Livingston Robert J, von Niederhausern Andrew, Jegga Anil G, Crawford Dana C, Carlson Christopher S, Rieder Mark J, Gowrisankar Sivakumar, Aronow Bruce J, Weiss Robert B, Nickerson Deborah A
Department of Genome Sciences, University of Washington, Seattle, Washington 98195-7730, USA.
Genome Res. 2004 Oct;14(10A):1821-31. doi: 10.1101/gr.2730004. Epub 2004 Sep 13.

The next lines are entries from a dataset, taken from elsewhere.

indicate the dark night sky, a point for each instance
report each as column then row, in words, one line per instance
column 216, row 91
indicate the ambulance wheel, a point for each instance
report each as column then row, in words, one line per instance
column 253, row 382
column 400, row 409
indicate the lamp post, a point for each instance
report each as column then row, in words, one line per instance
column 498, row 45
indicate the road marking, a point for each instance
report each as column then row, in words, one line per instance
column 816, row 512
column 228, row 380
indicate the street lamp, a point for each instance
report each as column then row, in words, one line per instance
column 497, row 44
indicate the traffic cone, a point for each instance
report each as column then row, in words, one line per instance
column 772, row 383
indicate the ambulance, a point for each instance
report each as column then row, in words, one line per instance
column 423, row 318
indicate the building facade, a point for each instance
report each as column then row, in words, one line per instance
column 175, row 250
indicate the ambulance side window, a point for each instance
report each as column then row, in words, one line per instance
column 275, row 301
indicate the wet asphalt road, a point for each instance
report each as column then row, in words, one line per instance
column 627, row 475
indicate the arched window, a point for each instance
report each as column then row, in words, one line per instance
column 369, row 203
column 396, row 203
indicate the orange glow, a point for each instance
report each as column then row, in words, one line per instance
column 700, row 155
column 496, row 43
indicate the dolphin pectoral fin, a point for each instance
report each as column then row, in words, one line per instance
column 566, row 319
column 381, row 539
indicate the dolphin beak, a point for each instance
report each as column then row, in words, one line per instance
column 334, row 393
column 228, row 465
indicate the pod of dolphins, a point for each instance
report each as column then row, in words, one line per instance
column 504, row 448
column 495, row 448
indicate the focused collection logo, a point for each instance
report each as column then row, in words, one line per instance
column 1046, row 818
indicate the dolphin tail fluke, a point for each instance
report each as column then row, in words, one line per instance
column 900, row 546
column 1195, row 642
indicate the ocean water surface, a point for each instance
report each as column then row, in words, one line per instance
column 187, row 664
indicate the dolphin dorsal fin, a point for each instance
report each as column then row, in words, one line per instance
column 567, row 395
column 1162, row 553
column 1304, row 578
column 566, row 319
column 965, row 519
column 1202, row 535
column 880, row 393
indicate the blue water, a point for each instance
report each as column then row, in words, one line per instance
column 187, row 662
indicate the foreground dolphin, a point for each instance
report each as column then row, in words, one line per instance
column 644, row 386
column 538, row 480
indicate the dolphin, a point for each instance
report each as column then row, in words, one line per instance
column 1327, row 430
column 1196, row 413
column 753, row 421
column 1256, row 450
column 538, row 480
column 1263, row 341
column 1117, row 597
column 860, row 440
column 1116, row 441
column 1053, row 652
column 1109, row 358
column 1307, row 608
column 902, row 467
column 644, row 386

To promote the clinical and epidemiological studies that improve our understanding of human genetic susceptibility to environmental exposure, the Environmental Genome Project (EGP) has scanned 213 environmental response genes involved in DNA repair, cell cycle regulation, apoptosis, and metabolism for single nucleotide polymorphisms (SNPs). Many of these genes have been implicated by loss-of-function mutations associated with severe diseases attributable to decreased protection of genomic integrity. Therefore, the hypothesis for these studies is that individuals with functionally significant polymorphisms within these genes may be particularly susceptible to genotoxic environmental agents. On average, 20.4 kb of baseline genomic sequence or 86% of each gene, including a substantial amount of introns, all exons, and 1.3 kb upstream and downstream, were scanned for variations in the 90 samples of the Polymorphism Discovery Resource panel. The average nucleotide diversity across the 4.2 MB of these 213 genes is 6.7 x 10(-4), or one SNP every 1500 bp, when two random chromosomes are compared. The average candidate environmental response gene contains 26 PHASE inferred haplotypes, 34 common SNPs, 6.2 coding SNPs (cSNPs), and 2.5 nonsynonymous cSNPs. SIFT and Polyphen analysis of 541 nonsynonymous cSNPs identified 57 potentially deleterious SNPs. An additional eight polymorphisms predict altered protein translation. Because these genes represent 1% of all known human genes, extrapolation from these data predicts the total genomic set of cSNPs, nonsynonymous cSNPs, and potentially deleterious nonsynonymous cSNPs. The implications for the use of these data in direct and indirect association studies of environmentally induced diseases are discussed.
为推动临床和流行病学研究,以增进我们对人类遗传易感性与环境暴露关系的理解,环境基因组计划(EGP)已对213个参与DNA修复、细胞周期调控、细胞凋亡及代谢的环境响应基因进行了单核苷酸多态性(SNP)扫描。这些基因中有许多因功能丧失性突变而与严重疾病相关,这些疾病归因于基因组完整性保护的降低。因此,这些研究的假设是,这些基因内具有功能显著多态性的个体可能对基因毒性环境因子特别敏感。平均而言,在多态性发现资源小组的90个样本中,对20.4 kb的基线基因组序列或每个基因的86%进行了扫描,包括大量内含子、所有外显子以及上下游1.3 kb的区域,以寻找变异。当比较两条随机染色体时,这213个基因的4.2 MB区域内的平均核苷酸多样性为6.7×10⁻⁴,即每1500 bp有一个SNP。平均每个候选环境响应基因包含26个PHASE推断单倍型、34个常见SNP、6.2个编码SNP(cSNP)和2.5个非同义cSNP。对541个非同义cSNP进行的SIFT和Polyphen分析确定了57个潜在有害SNP。另外8个多态性预测蛋白质翻译改变。由于这些基因占所有已知人类基因的1%,从这些数据推断可预测cSNP、非同义cSNP和潜在有害非同义cSNP的全基因组集。本文还讨论了这些数据在环境诱发疾病的直接和间接关联研究中的应用意义。